Bach’s Mass in b-minor Got Audience Hosannas at Music of the Baroque Season Opener
Jane Glover conducts the Music of the Baroque orchestra in Bach's Mass in B Minor. Credit: Elliot Mandel
The Mass in b-minor is often described as Johann Sebastian Bach’s valedictory masterpiece. It certainly received a masterly treatment by the Music of the Baroque Chorus and Orchestra, whose season-opening performance at Chicago’s Harris Theater September 14 drew roaring ovations for all the performers — from conductor Jane Glover to the four vocal soloists, to the 34-member chorus, and right through to the violinists and bassoonists.

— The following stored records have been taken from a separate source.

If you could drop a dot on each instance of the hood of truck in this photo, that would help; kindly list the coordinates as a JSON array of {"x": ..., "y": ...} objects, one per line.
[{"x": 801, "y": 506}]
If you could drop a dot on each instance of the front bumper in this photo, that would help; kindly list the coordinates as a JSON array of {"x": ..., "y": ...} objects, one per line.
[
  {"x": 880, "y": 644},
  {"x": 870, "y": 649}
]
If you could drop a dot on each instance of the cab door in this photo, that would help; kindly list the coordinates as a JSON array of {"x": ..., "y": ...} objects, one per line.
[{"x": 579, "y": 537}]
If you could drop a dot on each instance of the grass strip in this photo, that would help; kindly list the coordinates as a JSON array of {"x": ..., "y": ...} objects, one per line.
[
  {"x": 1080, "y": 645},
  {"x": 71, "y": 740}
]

This piece, a two-hour-plus symphonic interpretation of the traditional Latin mass, gets right to the point, with the chorus (20 women and 14 men) launching into the Kyrie Eleison (Lord Have Mercy) on the very first note. Instrumentation changes were based on scripture and mood. The strings-dominated Kyrie section gives way immediately to the heralding trumpets and thundering timpani of the Gloria. The chorus’ mournful reading of the crucifixion in the Credo (the text based on the Nicene creed) segues into a jubilant celebration of the resurrection.

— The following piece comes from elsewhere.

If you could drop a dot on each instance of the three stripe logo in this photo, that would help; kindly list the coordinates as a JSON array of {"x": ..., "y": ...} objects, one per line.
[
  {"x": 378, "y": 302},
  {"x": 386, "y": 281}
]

The soloists — soprano Yulia Van Doren, mezzo-soprano Krisztina Szabó, tenor Jonas Hacker and baritone Tyler Duncan — performed with beauty and intensity, but they did not have the dominant role. Of the 27 parts in this monumental piece, soloists performed in nine. The chorus, under guest director Andrew Megill, made the most of its opportunity to stand out.
Music of the Baroque soloists Yulia Van Doren and Krisztina Szabó. Credit: Elliot Mandel
The history of this piece is somewhat convoluted. Completed in 1749, just a year before Bach died at age 65, the Mass in b-minor was constructed from various sacred works that he composed over decades and then synthesized into a greater whole. Histories suggest that Bach intended it as an exemplary masterwork to be examined by future generations, rather than a performance piece for symphony hall or church (though Bach was Lutheran, the composition follows the form of the Roman Catholic mass, though not perfectly).

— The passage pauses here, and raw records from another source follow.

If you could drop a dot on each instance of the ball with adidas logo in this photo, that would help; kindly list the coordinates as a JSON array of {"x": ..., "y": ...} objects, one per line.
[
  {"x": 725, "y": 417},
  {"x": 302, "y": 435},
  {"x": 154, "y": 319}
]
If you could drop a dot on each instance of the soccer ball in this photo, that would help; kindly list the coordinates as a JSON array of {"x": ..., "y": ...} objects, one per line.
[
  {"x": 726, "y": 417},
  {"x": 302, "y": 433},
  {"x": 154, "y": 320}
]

While one could visualize a Mozart or Beethoven personally receiving accolades from their contemporary audiences, that was not the case for Bach. Biographers say he never heard the Mass in b-minor performed as a whole. In fact, Bach in his time was regarded more as virtuoso organist than as a composer. His modern acclaim began in 1832 — 82 years after his death — with Felix Mendelssohn’s arrangement and performance of Bach’s St. Matthew Passion. The Mass in b-minor would not be performed in its entirety until 1859.
So the appreciative audience at the Harris Theater got to experience a magnificent piece of music that was overlooked by Bach’s peers 270 years ago. Fortunate, if not a little ironic.